Friday, 30 September 2011

Cycles of Revolt


It has been noted that Trinidad, not Tobago, possesses a cycle of violence. From the time of Governor Sir Tomas Picton, slave insurrection, official violence, torture, public execution, public display of decapitated heads, public whippings (1,500 lashes for desertion) from the army was meted out to both free and enslaved, military and civilian, even to young girls, on through to slave poisonings on the estates.
This happened in a short period from 1797-1805. Then the Port of Spain Riots of 1849 took place, when a British regiment opened fire on a mob intent on destroying the Government building, later the Red House, in protest of a law stating that the heads of debtors be shaved in the same manner as convicted felons. The law was repealed. In the 1890s, the Canboulay Riots and the Hosay Riots took place. This was followed 54 years later by the famous Water Riots, when a mele ensued the burning down of the Red House and 16 people were shot.
Just 35 years later, the country experienced a general strike in which riots swept the city and protesting workers were shot out of hand at various places around the country. In 1970, Port of Spain’s Woodford Square again saw demontrations, riots and shootings. The events of 1990 are well known. This re-occuring cycle of revolt, followed by official reaction, has now become virtually inherited, involving basically the same people for close to 200 years.
In the context of these articles, we will deal with events that led up to the Water Riots of 1903.
Crown colony rule was frustrating for the general populance right accross the board. It was reepressive to the lower classes, mostly black people, and it tended to debar upward mobility confining the children of the ex-slaves to perpetual poverty. It was humiliating to the coloured people and the white middle class, who, notwithstanding the heroic attempts at educating their children and mindboggling and convoluted endeavours to achieve and maintain European cultural moirees and a respectable lifestyle, they were still ouside the pale and likely to remain there.
The upper class French creoles were jealous of the English for their positions and power and smarting at the slights dished out by people whom they considered to be beneath their social standing. They were the grandchildren of the original aristocratic colonists who had, after all, come here first. The Indians were completely out of the equation socially and politically at this point.
In the closing years of the 19th century, opposition to colonial rule became more general and in fact more radical. What was mostly a middle class dissatisfaction evolved into movements that attracted working class support.
Joseph Chamberlain, the Secetary of State for the Colonies, the Govenor’s boss, brushed aside the reform movements and turned down appeals for any form of elected representation in the Legistlature, summing it up thus “Local government (falsely so called) is the curse of the West Indies.

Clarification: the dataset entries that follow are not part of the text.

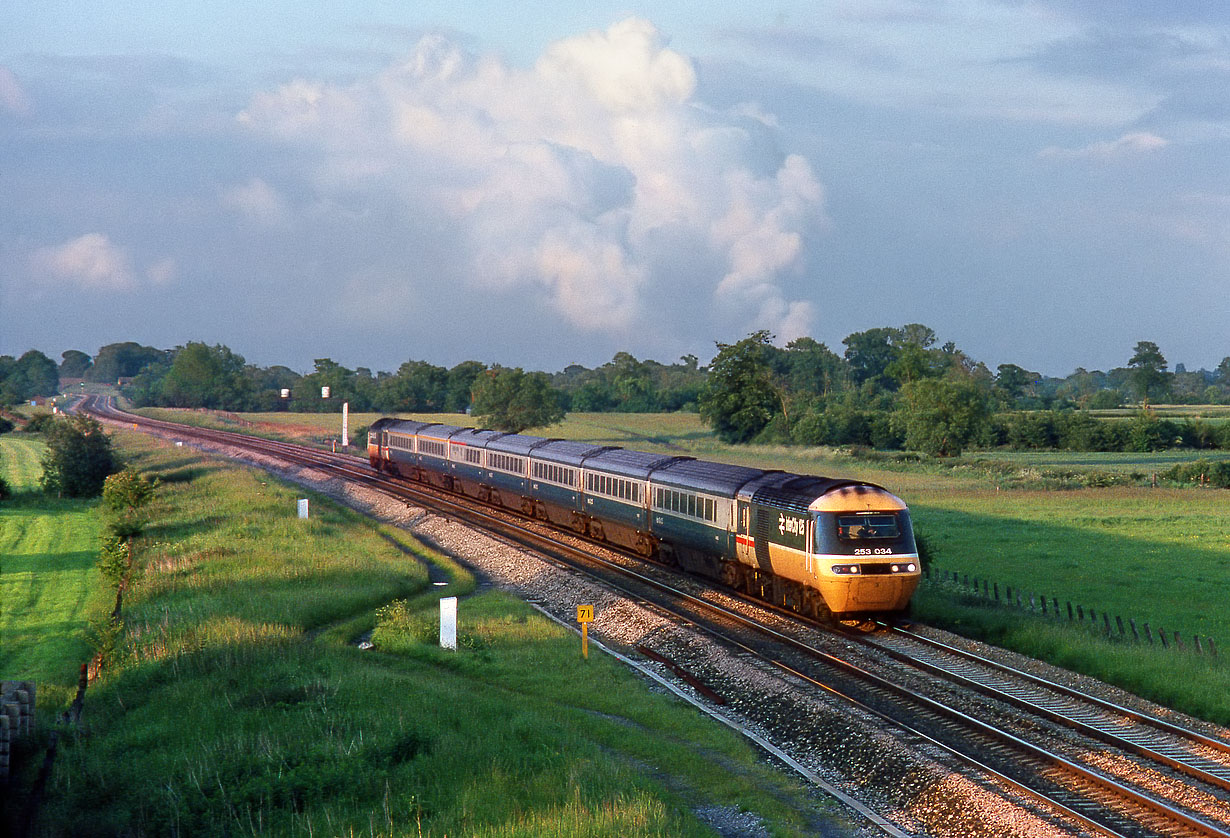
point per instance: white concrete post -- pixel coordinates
(449, 623)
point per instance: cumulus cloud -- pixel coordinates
(1124, 147)
(566, 180)
(12, 97)
(94, 262)
(90, 261)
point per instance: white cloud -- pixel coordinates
(12, 97)
(162, 272)
(94, 262)
(563, 180)
(1124, 147)
(90, 261)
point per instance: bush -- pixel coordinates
(79, 458)
(39, 422)
(813, 428)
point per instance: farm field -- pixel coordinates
(48, 582)
(1158, 555)
(236, 681)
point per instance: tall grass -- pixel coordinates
(1105, 540)
(48, 583)
(236, 702)
(1180, 679)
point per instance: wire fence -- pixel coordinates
(1078, 615)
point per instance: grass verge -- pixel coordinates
(48, 582)
(235, 703)
(1180, 679)
(1159, 555)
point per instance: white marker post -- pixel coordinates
(449, 623)
(584, 617)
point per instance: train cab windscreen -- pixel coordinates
(857, 528)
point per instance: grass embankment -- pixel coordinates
(235, 703)
(48, 582)
(1158, 555)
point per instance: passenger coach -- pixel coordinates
(824, 546)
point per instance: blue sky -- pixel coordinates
(1043, 183)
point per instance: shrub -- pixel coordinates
(79, 458)
(1217, 474)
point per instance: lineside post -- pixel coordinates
(584, 617)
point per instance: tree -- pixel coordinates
(126, 359)
(41, 374)
(460, 385)
(1011, 383)
(741, 396)
(32, 374)
(1148, 375)
(74, 363)
(942, 416)
(868, 355)
(814, 369)
(514, 400)
(79, 458)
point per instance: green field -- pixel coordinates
(235, 702)
(1021, 519)
(48, 582)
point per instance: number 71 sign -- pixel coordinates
(584, 617)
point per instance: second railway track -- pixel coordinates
(1078, 764)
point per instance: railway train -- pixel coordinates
(828, 548)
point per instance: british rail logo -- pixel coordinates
(791, 526)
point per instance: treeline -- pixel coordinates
(214, 377)
(889, 388)
(896, 389)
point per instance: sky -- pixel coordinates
(1041, 182)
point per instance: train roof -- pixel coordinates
(566, 452)
(701, 475)
(474, 437)
(402, 426)
(514, 443)
(442, 432)
(796, 491)
(626, 463)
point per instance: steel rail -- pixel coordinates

In many islands it means only local oligarchy of whites and half breeds - always incapable and frequently corrupt. In other cases it is the rule of the negroes, totaly unfit for representative institutions and the dupes of unscrupulous adventures.” He followed this up by ending the token majority of local unofficials in the Legislative Council nominated by the Governor.

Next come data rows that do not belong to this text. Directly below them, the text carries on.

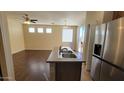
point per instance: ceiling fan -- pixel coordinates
(28, 20)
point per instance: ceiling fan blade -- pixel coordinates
(33, 20)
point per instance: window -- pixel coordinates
(48, 30)
(40, 30)
(67, 35)
(31, 30)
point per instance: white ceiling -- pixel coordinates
(56, 17)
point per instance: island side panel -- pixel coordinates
(52, 71)
(69, 71)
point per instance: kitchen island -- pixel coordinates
(65, 68)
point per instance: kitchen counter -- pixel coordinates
(54, 57)
(65, 69)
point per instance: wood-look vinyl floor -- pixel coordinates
(30, 65)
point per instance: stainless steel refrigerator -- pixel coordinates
(108, 54)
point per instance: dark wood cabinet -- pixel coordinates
(68, 71)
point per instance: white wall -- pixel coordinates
(38, 41)
(15, 34)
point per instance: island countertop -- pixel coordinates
(54, 57)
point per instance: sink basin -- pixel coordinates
(69, 55)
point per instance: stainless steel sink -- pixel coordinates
(69, 55)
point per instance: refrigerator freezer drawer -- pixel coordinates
(95, 68)
(110, 73)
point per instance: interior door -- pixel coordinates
(110, 73)
(95, 69)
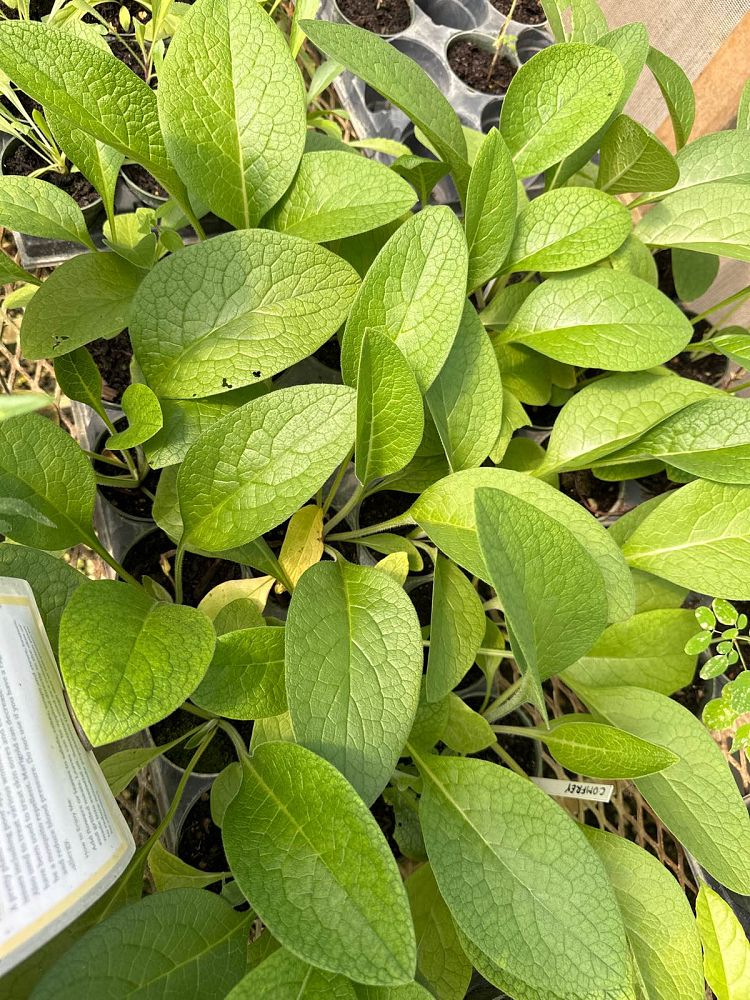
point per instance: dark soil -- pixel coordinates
(200, 842)
(140, 176)
(150, 554)
(218, 754)
(473, 64)
(112, 358)
(23, 161)
(386, 17)
(136, 502)
(527, 11)
(594, 494)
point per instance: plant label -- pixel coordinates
(63, 840)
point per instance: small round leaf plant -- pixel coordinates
(328, 403)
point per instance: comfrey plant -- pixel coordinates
(360, 708)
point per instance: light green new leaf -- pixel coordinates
(35, 207)
(413, 294)
(696, 798)
(645, 651)
(316, 868)
(237, 140)
(274, 453)
(43, 467)
(659, 923)
(161, 654)
(550, 587)
(556, 101)
(567, 229)
(390, 413)
(615, 411)
(677, 92)
(335, 195)
(446, 512)
(400, 80)
(633, 159)
(85, 298)
(52, 580)
(456, 630)
(601, 319)
(604, 752)
(236, 309)
(245, 679)
(726, 951)
(73, 77)
(189, 943)
(355, 708)
(490, 209)
(145, 419)
(522, 882)
(699, 538)
(713, 218)
(466, 398)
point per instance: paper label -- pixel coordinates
(575, 789)
(63, 839)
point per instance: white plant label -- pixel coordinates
(575, 789)
(63, 840)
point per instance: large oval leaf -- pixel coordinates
(521, 881)
(357, 706)
(313, 863)
(236, 309)
(602, 319)
(414, 294)
(274, 453)
(119, 685)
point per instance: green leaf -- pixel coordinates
(567, 229)
(714, 218)
(693, 273)
(633, 159)
(283, 976)
(537, 904)
(237, 142)
(73, 77)
(303, 846)
(490, 209)
(52, 581)
(160, 654)
(360, 630)
(84, 299)
(615, 411)
(43, 467)
(390, 414)
(646, 651)
(456, 630)
(401, 81)
(466, 398)
(696, 798)
(698, 538)
(335, 195)
(274, 452)
(142, 409)
(413, 294)
(658, 920)
(245, 679)
(677, 92)
(556, 101)
(604, 752)
(187, 941)
(239, 308)
(601, 319)
(550, 587)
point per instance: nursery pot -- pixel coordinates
(90, 211)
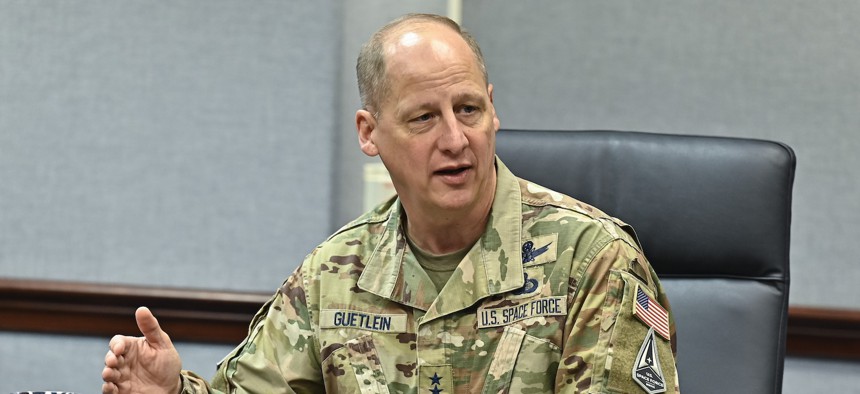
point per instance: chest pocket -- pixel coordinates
(522, 364)
(355, 368)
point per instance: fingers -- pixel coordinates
(148, 325)
(119, 344)
(109, 388)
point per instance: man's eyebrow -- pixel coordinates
(469, 96)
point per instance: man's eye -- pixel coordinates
(423, 118)
(468, 109)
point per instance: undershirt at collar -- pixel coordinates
(438, 267)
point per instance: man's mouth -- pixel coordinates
(452, 171)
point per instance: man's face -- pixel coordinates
(436, 129)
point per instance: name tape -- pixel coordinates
(335, 318)
(548, 306)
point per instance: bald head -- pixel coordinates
(373, 83)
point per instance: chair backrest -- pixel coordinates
(713, 215)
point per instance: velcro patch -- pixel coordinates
(540, 250)
(647, 372)
(502, 316)
(337, 318)
(651, 312)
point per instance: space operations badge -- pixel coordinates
(647, 372)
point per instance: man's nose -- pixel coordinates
(453, 138)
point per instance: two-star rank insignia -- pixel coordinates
(647, 372)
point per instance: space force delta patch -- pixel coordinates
(337, 318)
(502, 316)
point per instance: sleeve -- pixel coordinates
(279, 355)
(611, 344)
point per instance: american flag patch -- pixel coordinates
(651, 313)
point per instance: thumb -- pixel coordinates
(148, 325)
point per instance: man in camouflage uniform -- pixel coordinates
(472, 280)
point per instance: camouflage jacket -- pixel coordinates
(544, 302)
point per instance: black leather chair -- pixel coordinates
(713, 215)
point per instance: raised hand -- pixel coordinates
(147, 364)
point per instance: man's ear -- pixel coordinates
(496, 123)
(365, 124)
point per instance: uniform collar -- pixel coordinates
(492, 266)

He then moved on the Port of Spain Borough Council. An elected body set up in 1853, it had served as an important forum for local politicians, particularly the black and coloured radicals, and was the only voice through which any national view could be expressed by elected representatives. The conditions placed on the members were tough and they voted not to accept these and, in effect, voted themselves out of existence. Chamberlain ordered a Board of Commissions put in place to run the city. It was felt that this amounted to “the killing of a school to teach people to manage their own affairs.”
These were not significant issues, however, to attract mass support. The young but vigorous Trinidadian Workingman’s Association was much better able to do rally people around their causes, and so too was th Pan African Association led by a London-based lawyer called H.S. Williams. The next and sigificant link was forged by the creation of the Rate Payers’ Association, comprised mostly of professionals and businessmen. This group of taxpayers sought to act as a counter balance against arbitrary measures taken by the government, particularly in the distribution of water in the city. These groups acted, more or less, in an organised manner. The grassroots, however alienated, poor and easily manipulated, were moved by the rhetoric of Rate Payers’ Association’s principle speakers, Emmanuel Lazare, Moresse-Smith and others. Those speakers urged them to assemble in Woodford Square, outside the Red House, on the day when the new Ratepayers Ordinance was supposed to be read. The purpose was to seek to prevent this reading. The Ratepayers’ Association’s radicals made a strenuous effort to excite the assembled crowds against the Government. The outcome was a major riot during which the old Red House was completely burnt down. Much of recorded history was forever lost in this fire. Soldiers were called in, and 42 people were wounded, 16 lost their lives.